Imagine getting updates on your phone, or watch, or Google Glass equivalent saying “because you like Google, your friend just said, …” Or, you go by a good restaurant and up pops a message saying, “So-and-so was just here and posted this picture”. Or, “We know you love pictures of spiders. Terrie Gray (Louis Gray’s Mom takes amazing macro photography) just posted some really awesome pictures of spiders you’ll want to see.”

This is the direction we’re headed. We’re actually almost already there with things like Google Now, Safari notifications, the lock screens on your phones, Facebook Home, and more. The truth is, the concept of “a news feed” or destination site like plus.google.com or facebook.com will soon no longer be necessary. This is why Google Inbox just launched. It’s why my phone is getting smarter and smarter, and why Apple and Google are now launching watches. It’s why Google launched Google Glass.

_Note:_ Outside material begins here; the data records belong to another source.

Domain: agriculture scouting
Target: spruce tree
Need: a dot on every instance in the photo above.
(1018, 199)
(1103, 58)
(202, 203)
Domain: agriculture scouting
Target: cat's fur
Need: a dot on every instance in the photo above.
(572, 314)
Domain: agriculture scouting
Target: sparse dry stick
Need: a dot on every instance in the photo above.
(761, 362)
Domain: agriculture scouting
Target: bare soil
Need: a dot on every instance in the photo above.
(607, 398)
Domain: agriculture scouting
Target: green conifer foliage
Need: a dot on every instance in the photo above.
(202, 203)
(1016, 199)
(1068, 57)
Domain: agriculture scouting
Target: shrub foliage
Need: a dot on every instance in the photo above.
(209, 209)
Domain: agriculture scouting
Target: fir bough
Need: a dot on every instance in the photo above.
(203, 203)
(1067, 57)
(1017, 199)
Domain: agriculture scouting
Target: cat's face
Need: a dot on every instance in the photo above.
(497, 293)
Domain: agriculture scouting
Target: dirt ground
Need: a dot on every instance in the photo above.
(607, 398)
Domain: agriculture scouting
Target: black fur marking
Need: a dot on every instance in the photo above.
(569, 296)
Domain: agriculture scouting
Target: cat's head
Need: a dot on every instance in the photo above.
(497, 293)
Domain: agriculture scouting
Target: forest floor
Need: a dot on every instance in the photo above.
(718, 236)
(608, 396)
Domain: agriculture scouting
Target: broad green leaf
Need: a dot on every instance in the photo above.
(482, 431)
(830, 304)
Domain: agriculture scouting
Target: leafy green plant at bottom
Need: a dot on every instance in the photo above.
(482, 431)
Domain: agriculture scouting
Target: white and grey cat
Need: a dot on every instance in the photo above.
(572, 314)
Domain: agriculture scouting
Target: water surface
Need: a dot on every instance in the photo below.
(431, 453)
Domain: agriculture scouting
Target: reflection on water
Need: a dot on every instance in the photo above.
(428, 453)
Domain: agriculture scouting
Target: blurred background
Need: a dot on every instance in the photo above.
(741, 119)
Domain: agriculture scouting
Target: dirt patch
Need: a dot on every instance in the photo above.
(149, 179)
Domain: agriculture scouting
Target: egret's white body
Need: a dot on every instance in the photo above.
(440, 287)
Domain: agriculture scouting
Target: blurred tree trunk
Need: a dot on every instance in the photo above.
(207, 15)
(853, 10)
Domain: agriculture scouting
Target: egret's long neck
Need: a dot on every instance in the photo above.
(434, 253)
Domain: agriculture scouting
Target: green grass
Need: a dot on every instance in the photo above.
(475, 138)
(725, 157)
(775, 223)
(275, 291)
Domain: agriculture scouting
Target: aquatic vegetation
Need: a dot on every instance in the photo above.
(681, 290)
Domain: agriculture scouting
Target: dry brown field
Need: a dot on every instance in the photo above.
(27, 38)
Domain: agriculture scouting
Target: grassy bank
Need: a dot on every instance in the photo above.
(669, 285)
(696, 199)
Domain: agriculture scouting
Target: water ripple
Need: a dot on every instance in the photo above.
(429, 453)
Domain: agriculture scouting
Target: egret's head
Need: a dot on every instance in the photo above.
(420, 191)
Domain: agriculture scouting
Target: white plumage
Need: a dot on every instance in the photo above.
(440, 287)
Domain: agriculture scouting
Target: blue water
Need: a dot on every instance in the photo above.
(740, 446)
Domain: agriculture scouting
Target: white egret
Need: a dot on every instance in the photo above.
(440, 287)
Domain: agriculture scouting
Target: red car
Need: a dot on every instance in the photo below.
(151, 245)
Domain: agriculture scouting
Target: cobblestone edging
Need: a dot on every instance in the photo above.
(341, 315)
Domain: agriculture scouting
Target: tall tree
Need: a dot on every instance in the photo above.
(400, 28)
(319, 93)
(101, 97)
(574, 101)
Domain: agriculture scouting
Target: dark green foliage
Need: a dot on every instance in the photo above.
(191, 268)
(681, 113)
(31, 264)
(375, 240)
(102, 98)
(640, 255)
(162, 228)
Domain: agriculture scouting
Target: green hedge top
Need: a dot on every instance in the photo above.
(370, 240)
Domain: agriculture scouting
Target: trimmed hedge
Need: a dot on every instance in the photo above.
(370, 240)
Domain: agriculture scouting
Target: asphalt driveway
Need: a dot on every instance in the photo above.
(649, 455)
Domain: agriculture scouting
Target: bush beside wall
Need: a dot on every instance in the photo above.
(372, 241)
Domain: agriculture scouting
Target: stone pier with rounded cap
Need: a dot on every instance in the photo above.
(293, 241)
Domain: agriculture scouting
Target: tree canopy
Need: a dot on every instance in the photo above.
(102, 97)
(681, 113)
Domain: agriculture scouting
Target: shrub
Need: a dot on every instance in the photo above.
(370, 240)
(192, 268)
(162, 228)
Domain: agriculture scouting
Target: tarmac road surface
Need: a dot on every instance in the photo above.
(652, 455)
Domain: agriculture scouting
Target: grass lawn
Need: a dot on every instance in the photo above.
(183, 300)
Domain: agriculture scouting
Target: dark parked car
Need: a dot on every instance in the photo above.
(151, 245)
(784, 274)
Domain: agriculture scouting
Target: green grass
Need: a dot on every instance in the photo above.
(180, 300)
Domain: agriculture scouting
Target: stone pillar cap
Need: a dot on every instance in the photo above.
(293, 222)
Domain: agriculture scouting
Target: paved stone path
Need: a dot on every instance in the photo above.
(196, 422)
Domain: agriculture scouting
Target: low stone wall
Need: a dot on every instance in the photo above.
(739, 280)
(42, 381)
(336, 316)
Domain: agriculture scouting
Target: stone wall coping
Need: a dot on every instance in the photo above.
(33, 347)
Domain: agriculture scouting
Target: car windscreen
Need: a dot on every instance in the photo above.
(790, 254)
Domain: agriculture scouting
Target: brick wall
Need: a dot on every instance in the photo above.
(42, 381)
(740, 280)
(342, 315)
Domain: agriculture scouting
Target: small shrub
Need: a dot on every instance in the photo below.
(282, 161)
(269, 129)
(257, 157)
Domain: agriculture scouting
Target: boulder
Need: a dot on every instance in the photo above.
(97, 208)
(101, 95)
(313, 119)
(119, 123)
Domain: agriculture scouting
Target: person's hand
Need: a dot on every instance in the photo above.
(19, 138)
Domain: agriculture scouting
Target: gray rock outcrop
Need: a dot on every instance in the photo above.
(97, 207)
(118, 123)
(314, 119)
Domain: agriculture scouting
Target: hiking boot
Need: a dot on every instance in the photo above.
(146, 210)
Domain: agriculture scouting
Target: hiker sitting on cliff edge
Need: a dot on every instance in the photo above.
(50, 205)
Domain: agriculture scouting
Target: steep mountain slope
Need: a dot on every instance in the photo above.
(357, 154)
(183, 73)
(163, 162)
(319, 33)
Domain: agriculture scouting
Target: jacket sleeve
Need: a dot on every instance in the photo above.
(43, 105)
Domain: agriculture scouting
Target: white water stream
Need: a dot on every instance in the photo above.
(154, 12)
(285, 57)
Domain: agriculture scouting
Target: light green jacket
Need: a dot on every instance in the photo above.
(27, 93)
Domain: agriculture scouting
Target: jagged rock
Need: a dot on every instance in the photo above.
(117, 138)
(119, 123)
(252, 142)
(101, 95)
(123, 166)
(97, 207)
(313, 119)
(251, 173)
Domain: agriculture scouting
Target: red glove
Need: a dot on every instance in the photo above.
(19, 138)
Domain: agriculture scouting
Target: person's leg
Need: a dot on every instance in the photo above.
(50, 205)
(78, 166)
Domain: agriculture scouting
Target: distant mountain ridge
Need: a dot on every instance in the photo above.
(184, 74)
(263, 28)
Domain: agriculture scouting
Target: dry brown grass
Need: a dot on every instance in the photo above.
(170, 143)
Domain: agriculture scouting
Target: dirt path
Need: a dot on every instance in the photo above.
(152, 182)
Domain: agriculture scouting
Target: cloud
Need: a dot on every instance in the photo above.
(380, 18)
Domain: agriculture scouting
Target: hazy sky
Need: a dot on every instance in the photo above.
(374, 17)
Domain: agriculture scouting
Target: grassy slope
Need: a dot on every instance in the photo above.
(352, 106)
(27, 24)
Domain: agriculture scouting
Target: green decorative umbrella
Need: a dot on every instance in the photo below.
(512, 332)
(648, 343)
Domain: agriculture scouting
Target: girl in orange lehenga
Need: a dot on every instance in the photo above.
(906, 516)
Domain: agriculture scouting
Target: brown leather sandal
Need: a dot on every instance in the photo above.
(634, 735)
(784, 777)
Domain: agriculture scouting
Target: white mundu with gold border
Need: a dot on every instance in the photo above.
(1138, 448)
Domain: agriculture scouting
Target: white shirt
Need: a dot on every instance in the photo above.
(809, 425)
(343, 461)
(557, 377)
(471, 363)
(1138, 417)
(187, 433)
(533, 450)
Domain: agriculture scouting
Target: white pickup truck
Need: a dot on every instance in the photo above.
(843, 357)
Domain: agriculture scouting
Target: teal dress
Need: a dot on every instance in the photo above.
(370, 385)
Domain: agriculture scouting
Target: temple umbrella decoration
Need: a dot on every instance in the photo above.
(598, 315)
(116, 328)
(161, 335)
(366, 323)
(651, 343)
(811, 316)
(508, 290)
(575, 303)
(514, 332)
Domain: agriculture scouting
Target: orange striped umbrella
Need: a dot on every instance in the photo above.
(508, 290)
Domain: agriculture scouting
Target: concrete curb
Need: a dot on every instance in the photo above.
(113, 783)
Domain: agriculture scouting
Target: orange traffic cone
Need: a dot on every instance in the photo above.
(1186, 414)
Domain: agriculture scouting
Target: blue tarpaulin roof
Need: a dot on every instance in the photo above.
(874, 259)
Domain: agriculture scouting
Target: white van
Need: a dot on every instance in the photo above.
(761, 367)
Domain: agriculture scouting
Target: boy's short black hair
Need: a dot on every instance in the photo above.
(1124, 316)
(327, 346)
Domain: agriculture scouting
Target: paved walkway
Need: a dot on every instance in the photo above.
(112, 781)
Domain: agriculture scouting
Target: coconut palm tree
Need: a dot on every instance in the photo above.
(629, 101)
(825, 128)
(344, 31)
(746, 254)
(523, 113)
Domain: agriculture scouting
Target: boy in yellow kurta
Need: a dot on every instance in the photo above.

It’s also why Google is removing features like Google Authorship from Google+. The fact is, SEO will no longer exist in the next 6-7 years, all in favor of contextual optimization. What does that mean for a marketer? It means instead of trying to optimize what your content says and how it appears when someone searches for it, you’ll instead be trying to understand your exact audience for your content, what their location is, where they could be consuming it, and adapting different versions of your content for all sorts of different audiences. You’ll also be building apps to take advantage of all the sensory data available from your audience and building contextual experiences around that.

I finally think I figured it out though. Google+ isn’t going away. Neither is Facebook. It’s the News Feed, and in some ways, search, that are going away in favor of contextual experiences that aren’t destinations. The data and experience is still all there though – it just follows you, instead of you having to go towards it. Mark my words. This is our future.